Non-Abelian Chern-Simons Quantum Mechanics and Non-Abelian Aharonov-Bohm Effect

TL;DR

This paper develops a quantum mechanical framework for non-Abelian Chern-Simons systems with point charges, revealing a non-Abelian Aharonov-Bohm effect with explicit scattering cross sections.

Contribution

It introduces a novel quantum mechanics for non-Abelian Chern-Simons sources using coherent state quantization and solves the Gauss constraint to derive the Hamiltonian.

Findings

Derived the Hamiltonian in terms of the Knizhnik-Zamolodchikov connection.

Analyzed the non-Abelian Aharonov-Bohm effect for two particles.

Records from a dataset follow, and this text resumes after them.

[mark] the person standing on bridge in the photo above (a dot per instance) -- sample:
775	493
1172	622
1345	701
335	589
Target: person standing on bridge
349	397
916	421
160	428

Provided explicit differential cross section for non-Abelian scattering.

Abstract

We construct a classical action for a system of $N$ point-like sources which carry SU(2) non-Abelian charges coupled to non-Abelian Chern-Simons gauge fields, and develop a quantum mechanics for them. Adopting the coherent state quantization and solving the Gauss' constraint in an appropriately chosen gauge, we obtain a quantum mechanical Hamiltonian given in terms of the Knizhnik-Zamolodchikov connection. Then we study the non-Abelian Aharonov-Bohm effect, employing the obtained Hamiltonian for two-particle sector. An explicit evaluation of the differential cross section for the non-Abelian Aharonov-Bohm scattering is given.